The cookie jar was placed at a calculated height where it was just out of reach of two foals, stacked on top of each other on the dinner table. So far several plans to reach the forbidden treasure had been executed, though not many successful. The one which involved all the chairs in the room fell at the second chair. The one based on specially trained bees almost succeeded training them to fetch sweet things worked perfectly, but, unfortunently, the jar was protected by an anti-bee measure known as a “lid”. Throwing things sort of worked, in that cookies fell to the floor -but so did a jar-sized pile of broken glass. A lot of perfect cookies were lost to the trash that day.
However, this new plan was flawless. It was a bit like their “get a long stick”-plan, but had several advantages; unlike a stick, which you either had to carry in your mouth or tie to hour forehoof, a prosthetic would magically stick to whatever was inside it’s socket. It also had a hoof which could curl and had a minor touch-telekinesis spell on it’s bottom, controlled by the wearer’s thoughts. Normally, a hoof would be to big to fit, as it was custom-made to fit a pony’s leg, but they happend to have perfectly socket-sized foal hooves. So all they had to do was put on the prothetic, get on top of each other on the table, and grab the jar.

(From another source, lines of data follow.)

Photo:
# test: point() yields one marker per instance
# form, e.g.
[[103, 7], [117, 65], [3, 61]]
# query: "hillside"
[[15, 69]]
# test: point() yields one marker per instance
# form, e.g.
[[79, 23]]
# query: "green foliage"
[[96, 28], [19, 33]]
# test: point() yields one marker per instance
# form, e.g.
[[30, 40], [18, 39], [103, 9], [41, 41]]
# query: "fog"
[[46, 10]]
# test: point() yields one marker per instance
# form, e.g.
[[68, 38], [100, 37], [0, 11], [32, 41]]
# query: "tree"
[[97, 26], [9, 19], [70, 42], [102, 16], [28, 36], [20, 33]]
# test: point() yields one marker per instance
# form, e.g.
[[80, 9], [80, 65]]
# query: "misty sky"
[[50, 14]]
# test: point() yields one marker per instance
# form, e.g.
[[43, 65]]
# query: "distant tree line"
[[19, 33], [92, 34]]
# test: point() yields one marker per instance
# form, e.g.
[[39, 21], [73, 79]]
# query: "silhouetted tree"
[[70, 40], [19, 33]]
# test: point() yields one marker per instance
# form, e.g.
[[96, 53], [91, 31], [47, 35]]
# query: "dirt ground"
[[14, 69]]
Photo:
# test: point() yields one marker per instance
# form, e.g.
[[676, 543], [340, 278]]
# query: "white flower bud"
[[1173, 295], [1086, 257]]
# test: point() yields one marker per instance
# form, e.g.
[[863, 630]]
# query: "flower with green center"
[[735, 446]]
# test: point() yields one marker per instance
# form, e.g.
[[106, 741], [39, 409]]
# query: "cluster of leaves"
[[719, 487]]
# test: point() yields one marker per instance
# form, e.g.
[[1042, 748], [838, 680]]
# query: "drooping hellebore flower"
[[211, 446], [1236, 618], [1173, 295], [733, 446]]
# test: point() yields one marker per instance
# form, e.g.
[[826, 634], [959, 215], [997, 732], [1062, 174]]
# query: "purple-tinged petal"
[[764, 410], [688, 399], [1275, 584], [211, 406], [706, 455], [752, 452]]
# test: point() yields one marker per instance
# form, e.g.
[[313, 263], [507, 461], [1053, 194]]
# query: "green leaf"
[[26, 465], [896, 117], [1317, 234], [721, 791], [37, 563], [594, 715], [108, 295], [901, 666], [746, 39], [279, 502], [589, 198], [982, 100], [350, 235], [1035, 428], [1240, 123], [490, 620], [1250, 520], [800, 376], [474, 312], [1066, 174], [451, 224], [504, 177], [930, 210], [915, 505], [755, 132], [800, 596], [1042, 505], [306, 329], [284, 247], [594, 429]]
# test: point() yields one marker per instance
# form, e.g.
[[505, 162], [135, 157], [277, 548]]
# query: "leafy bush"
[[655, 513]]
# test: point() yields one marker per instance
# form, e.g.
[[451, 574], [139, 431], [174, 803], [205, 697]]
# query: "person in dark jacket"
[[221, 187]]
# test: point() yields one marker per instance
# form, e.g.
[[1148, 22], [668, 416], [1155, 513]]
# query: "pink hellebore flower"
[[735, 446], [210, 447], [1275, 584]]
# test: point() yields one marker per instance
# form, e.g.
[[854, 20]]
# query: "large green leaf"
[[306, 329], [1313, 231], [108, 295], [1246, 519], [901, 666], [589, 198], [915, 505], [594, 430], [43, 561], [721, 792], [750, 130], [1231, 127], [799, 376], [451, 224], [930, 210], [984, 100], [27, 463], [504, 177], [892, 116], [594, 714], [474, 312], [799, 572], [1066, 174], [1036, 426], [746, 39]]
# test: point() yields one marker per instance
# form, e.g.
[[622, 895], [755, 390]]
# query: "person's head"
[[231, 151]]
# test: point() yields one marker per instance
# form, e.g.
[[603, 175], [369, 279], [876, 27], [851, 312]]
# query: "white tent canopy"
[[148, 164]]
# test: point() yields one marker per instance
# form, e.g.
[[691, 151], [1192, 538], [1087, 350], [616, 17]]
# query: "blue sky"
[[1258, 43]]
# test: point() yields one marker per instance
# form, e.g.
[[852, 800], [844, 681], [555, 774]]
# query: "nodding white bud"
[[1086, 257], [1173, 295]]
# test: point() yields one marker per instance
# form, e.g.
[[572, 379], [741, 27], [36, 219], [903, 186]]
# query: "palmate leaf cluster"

The problem was that the prosthetic belonged to their cousin, Zap Apple, who had forbidden them from playing with it. But, whatever, they had seen her using it for much more dangerous stunts; propping up wagons, as a fetch toy for her dog and as a backscratcher. Clearly, the fact that they couldn’t use it was just a way for her to hog it all to herself. Besides, she wasn’t using it when she was sleeping, so who cared if they borrowed it for a minute or two in the middle of the night?
.
.
Zap woke up to the frantic barking of Winona IV, who, as she did every morning, had tried to fetch Zap’s leg for her. Only to find someone else was already wearing it! Blasphemy! So, waking up early, no leg, no way of brushing her mane due all her stuff being strewn around the room as Winona IV had tried her best to find where it had gone… yeah, run Mari, run! Throw of your brother, it’s every foal for themself here!
Mari and Cameo learned an important lesson that day; if you steal from Zap in an attempt to get cookies, she will enlist the rest of the Apples to eat all of them in front of you, forcing you to watch as the jar is emptied without getting as much as a crumb. Also, you’re grounded.
—
Despite being cousins, since all the apple cousins live on Sweet Apple Acres they act more like siblings. As such, they feel no remorse in fighting with each other over anything and everything -as long as it’s among themselves. If anyone outside ever threatend one of them, it pretty much summons the rest of the Apples as a stampeding force of fury.
And, yeah, Zap is actually being a bit of a hypocrite when it comes to telling the twins to not use her prosthetic out of fear that they’ll damage it, considering what she’s used it for. Her reasoning is a bit of a mix between if she damages it she only has herself to blame, trusting herself to better be able to tell if something is too much for it compared to two foals, and just the plain principle of younger “siblings” not touching her stuff.